“She was not always successful, but some of her failures were quite as instructive as her successes. On three occasions she executed, not the commands I had written on the paper, but commands I had thought of writing but for one reason or another had abandoned. No one in the room excepting myself knew of these previous intentions, so she could have derived her knowledge of them from the involuntary movements of no one excepting me; and if it had actually been a matter of subconscious guidance, it is obvious that my muscular indications would have related not to the abandoned commands but to the commands I actually wished her to carry out.
“All things considered, my experiments with this young woman satisfy me that the hypothesis of subconscious guidance is not always properly applicable, even when the ‘mind reader’ is in a position to see or hear the persons testing him.”
Assuming, however, for the sake of argument, that Professor Hyslop’s conclusion is erroneous, and that the involuntary movement theory does always suffice as an explanatory hypothesis when experimenter and subject are in the same rooms, it becomes manifestly and hopelessly inadequate when applied to explain the transmission of ideas between persons a considerable distance apart. Yet what I consider abundant proof has been experimentally obtained that such transmission may, and sometimes does, take place—occasionally in most dramatic form.
Take, for example, the experience of a French lady, Mme. Clarence de Vaux-Royer, who, feeling uneasy one day about a friend who was then living in the United States, thought she would cable to him. Unfortunately it was Sunday, and her maid found the cable office closed. Mme. de Vaux-Royer then decided to attempt a telepathic experiment, and, knowing that her friend was mourning the death of his mother and of a favorite sister, decided to try and impress him with an idea that they were near him and would comfort him in any trial he might be undergoing. She told her maid of her intention, and asked the maid to note the date, so as to be able to give corroborative evidence if the experiment succeeded.
This was on November 7. Ten days later the American mail brought to Mme. de Vaux-Royer a letter from her absent friend, who, after referring to some matters of wholly private interest, stated:
“Last night (the 7th), while I was praying, I saw, hovering above my head, some gold circles, which gradually floated away until I could no longer see them. At the same time I seemed to hear some one calling to me: ‘Mother! Mother! Sister Minnie!’ Then the circles floated back, approaching until they almost touched my head. Oh, how much comfort I felt! How they inspired me with sentiments of goodness and happiness!”

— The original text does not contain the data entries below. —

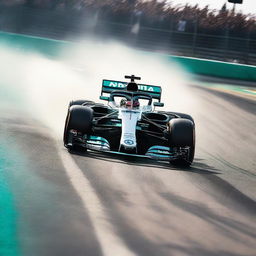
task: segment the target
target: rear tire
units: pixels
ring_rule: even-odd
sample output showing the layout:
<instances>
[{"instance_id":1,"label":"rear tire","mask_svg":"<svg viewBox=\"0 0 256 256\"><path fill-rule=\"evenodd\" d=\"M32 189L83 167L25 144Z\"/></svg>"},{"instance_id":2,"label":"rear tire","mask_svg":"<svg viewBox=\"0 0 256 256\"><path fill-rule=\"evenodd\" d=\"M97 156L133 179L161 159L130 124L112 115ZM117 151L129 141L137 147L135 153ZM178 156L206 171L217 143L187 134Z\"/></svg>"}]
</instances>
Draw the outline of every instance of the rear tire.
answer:
<instances>
[{"instance_id":1,"label":"rear tire","mask_svg":"<svg viewBox=\"0 0 256 256\"><path fill-rule=\"evenodd\" d=\"M175 118L169 122L169 144L171 147L189 147L186 159L171 160L173 165L190 166L195 154L195 125L191 120Z\"/></svg>"},{"instance_id":2,"label":"rear tire","mask_svg":"<svg viewBox=\"0 0 256 256\"><path fill-rule=\"evenodd\" d=\"M93 110L86 106L73 105L69 108L66 117L63 141L68 145L70 130L76 130L82 134L90 134L92 130Z\"/></svg>"},{"instance_id":3,"label":"rear tire","mask_svg":"<svg viewBox=\"0 0 256 256\"><path fill-rule=\"evenodd\" d=\"M74 105L83 105L83 106L86 106L86 105L93 105L95 104L94 101L91 101L91 100L72 100L70 101L69 103L69 108L74 106Z\"/></svg>"}]
</instances>

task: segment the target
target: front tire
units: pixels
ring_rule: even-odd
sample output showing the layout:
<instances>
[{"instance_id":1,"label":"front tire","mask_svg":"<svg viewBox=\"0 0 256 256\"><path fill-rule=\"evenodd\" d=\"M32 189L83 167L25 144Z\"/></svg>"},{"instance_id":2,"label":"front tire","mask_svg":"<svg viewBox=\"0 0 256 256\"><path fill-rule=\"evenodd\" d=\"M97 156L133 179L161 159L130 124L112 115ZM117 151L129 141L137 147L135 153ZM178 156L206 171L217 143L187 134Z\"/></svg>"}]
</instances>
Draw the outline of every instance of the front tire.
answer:
<instances>
[{"instance_id":1,"label":"front tire","mask_svg":"<svg viewBox=\"0 0 256 256\"><path fill-rule=\"evenodd\" d=\"M90 134L92 130L93 110L86 106L73 105L66 117L63 142L68 147L69 131L76 130L81 134Z\"/></svg>"},{"instance_id":2,"label":"front tire","mask_svg":"<svg viewBox=\"0 0 256 256\"><path fill-rule=\"evenodd\" d=\"M195 125L185 118L172 119L169 122L169 144L171 148L188 148L185 158L171 160L173 165L190 166L195 155Z\"/></svg>"}]
</instances>

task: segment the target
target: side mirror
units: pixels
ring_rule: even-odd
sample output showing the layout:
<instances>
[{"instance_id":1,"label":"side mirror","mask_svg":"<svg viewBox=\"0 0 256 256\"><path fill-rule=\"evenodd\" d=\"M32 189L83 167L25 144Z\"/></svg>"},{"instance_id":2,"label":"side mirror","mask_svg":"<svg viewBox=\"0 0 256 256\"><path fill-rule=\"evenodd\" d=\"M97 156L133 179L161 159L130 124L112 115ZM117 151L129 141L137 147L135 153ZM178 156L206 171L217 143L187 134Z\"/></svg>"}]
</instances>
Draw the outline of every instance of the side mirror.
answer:
<instances>
[{"instance_id":1,"label":"side mirror","mask_svg":"<svg viewBox=\"0 0 256 256\"><path fill-rule=\"evenodd\" d=\"M100 96L100 100L106 100L106 101L109 101L109 97L108 96Z\"/></svg>"},{"instance_id":2,"label":"side mirror","mask_svg":"<svg viewBox=\"0 0 256 256\"><path fill-rule=\"evenodd\" d=\"M163 107L164 103L162 103L162 102L154 102L153 105L154 105L154 107Z\"/></svg>"}]
</instances>

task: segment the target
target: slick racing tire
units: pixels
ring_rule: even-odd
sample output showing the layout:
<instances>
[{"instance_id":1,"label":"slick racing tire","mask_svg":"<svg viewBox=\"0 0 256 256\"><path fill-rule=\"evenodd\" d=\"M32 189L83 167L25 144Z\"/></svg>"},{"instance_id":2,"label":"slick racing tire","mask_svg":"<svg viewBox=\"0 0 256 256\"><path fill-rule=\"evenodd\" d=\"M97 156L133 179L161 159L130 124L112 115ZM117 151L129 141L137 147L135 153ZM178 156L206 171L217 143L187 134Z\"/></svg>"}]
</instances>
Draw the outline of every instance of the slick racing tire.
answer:
<instances>
[{"instance_id":1,"label":"slick racing tire","mask_svg":"<svg viewBox=\"0 0 256 256\"><path fill-rule=\"evenodd\" d=\"M76 130L82 134L90 134L92 130L93 110L86 106L73 105L69 108L63 141L68 144L68 135L70 130Z\"/></svg>"},{"instance_id":2,"label":"slick racing tire","mask_svg":"<svg viewBox=\"0 0 256 256\"><path fill-rule=\"evenodd\" d=\"M195 154L195 125L191 120L175 118L169 122L169 144L171 148L189 147L186 159L171 160L171 164L190 166Z\"/></svg>"},{"instance_id":3,"label":"slick racing tire","mask_svg":"<svg viewBox=\"0 0 256 256\"><path fill-rule=\"evenodd\" d=\"M94 104L95 102L94 101L91 101L91 100L72 100L70 101L69 103L69 108L74 106L74 105L91 105L91 104Z\"/></svg>"},{"instance_id":4,"label":"slick racing tire","mask_svg":"<svg viewBox=\"0 0 256 256\"><path fill-rule=\"evenodd\" d=\"M194 122L194 119L192 116L188 115L188 114L184 114L184 113L179 113L179 112L172 112L173 114L179 116L180 118L184 118L184 119L188 119L190 120L192 123L195 123Z\"/></svg>"}]
</instances>

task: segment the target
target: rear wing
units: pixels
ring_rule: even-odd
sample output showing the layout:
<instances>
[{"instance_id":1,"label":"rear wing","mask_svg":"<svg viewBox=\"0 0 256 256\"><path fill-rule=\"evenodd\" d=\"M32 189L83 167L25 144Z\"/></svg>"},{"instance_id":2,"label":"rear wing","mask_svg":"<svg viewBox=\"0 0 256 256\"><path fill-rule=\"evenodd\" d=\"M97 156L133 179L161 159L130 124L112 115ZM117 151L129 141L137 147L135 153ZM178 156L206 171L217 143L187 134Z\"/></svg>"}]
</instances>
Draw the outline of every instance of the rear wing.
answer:
<instances>
[{"instance_id":1,"label":"rear wing","mask_svg":"<svg viewBox=\"0 0 256 256\"><path fill-rule=\"evenodd\" d=\"M103 93L111 93L112 91L125 90L127 84L127 82L103 80L101 96L103 95ZM157 99L159 102L161 101L162 88L160 86L138 84L138 87L139 92L146 92L151 95L153 99Z\"/></svg>"}]
</instances>

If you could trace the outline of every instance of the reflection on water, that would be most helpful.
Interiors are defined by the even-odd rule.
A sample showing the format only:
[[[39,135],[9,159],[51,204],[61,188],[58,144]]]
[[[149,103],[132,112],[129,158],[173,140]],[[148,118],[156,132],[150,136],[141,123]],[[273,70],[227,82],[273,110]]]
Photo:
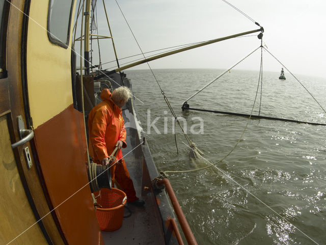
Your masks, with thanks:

From this it is manifestly only a step to the experimental production of telepathic phantasms of the human form, as in the two instances given in the previous chapter (the Wesermann and Sinclair experiments), and in numerous other instances, of which one or two additional may well be narrated here. In one, a Harvard professor, an acquaintance of Professor James, on whose authority I quote the story, having heard of the possibility of telepathic hallucinations, determined one evening that he would try to make an apparition of himself appear to a friend, a young lady who lived half a mile from his home. He did not mention his intention to her or to anybody else. The next day he received a letter, in which she said:
“Last night about ten o’clock I was in the dining-room at supper with B. Suddenly I thought I saw you looking in through the crack of the door at the end of the room, toward which I was looking. I said to B.: ‘There is Blank, looking through the crack of the door!’ B., whose back was toward the door, said: ‘He can’t be there. He would come right in.’ However, I got up and looked in the other room, but there was nobody there. Now, what were you doing last night, at that time?”
At that precise moment, as he told Professor James, “Blank” had been at home, sitting alone in his room, and trying “whether I could project my astral body to the presence of A.”